Under pressure to improve working conditions at Fukushima after a series of radioactive water leaks last year, Tokyo Electric Power Co President Naomi Hirose promised in November to double the hazard pay the utility allocates to its subcontractors for plant workers. That would have increased the amount each worker at the nuclear facility is supposed to earn to about $180 a day in hazard pay.
Only one of the more than three dozen workers interviewed by Reuters from July through September said he received the full hazard pay increase promised by Tepco. Some workers said they got nothing. In cases where payslips detailed a hazard allowance, the amounts ranged from $36 to about $90 a day – at best half of what Hirose promised.
In some instances, workers said they were told they would be paid a hazard bonus based on how much radiation they absorb – an incentive to take additional risks at a dangerous work site…….
Tepco still relies on some 800 mostly small contractors to provide workers for the cleanup after the tsunami that swamped the plant on March 11, 2011 sparked meltdowns at three reactors. Subcontractors provide almost all of the 6,000 workers now employed at the plant. Tokyo Electric employs only about 250 on its own payroll at the facility.
The workforce at Fukushima has almost doubled over the past year, mostly as part of an effort to protect groundwater from being contaminated and to store water that comes in contact with melted fuel in the reactor buildings.
Some of the workers who arrived recently at the plant have been building bunkers to store highly radioactive sludge, which is a by-product of the process whereby contaminated water is treated. Others are installing equipment to freeze a ring of earth around four reactors at Fukushima to keep water from reaching the melted cores, an unprecedented effort directed by Kajima and expected to cost nearly $300 million.

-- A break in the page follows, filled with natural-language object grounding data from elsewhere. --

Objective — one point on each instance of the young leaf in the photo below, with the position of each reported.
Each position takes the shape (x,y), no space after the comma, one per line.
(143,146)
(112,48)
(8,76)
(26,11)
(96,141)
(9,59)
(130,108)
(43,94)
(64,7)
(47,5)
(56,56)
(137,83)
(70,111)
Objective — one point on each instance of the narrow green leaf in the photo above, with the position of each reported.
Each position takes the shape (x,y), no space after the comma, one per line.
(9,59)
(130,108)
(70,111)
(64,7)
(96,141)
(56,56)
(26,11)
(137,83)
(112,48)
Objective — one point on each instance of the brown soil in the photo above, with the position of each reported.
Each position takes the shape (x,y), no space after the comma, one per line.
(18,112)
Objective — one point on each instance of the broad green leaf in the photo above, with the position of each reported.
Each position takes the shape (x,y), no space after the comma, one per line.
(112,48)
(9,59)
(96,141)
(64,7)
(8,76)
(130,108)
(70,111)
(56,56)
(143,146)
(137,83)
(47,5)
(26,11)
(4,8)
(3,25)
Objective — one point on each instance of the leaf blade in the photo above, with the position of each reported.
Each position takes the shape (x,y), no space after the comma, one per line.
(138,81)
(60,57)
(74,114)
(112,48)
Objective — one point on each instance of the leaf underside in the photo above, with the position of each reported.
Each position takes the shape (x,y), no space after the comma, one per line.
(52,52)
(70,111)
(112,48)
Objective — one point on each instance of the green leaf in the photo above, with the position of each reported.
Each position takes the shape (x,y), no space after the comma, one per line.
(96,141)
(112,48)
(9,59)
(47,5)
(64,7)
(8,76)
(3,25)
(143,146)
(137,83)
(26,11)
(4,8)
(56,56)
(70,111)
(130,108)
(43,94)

Kazumitsu Nawata, a professor in the University of Tokyo’s department of technology who has researched conditions inside Fukushima, said that if workers do not receive pay that is commensurate with the risks they are taking, they will ultimately look elsewhere for employment. If more experienced workers leave for safer jobs in Tokyo where constructionprojects are accelerating ahead of the 2020 Olympic Games, it will also increase the likelihood of accidents at the plant, Nawata said in an interview.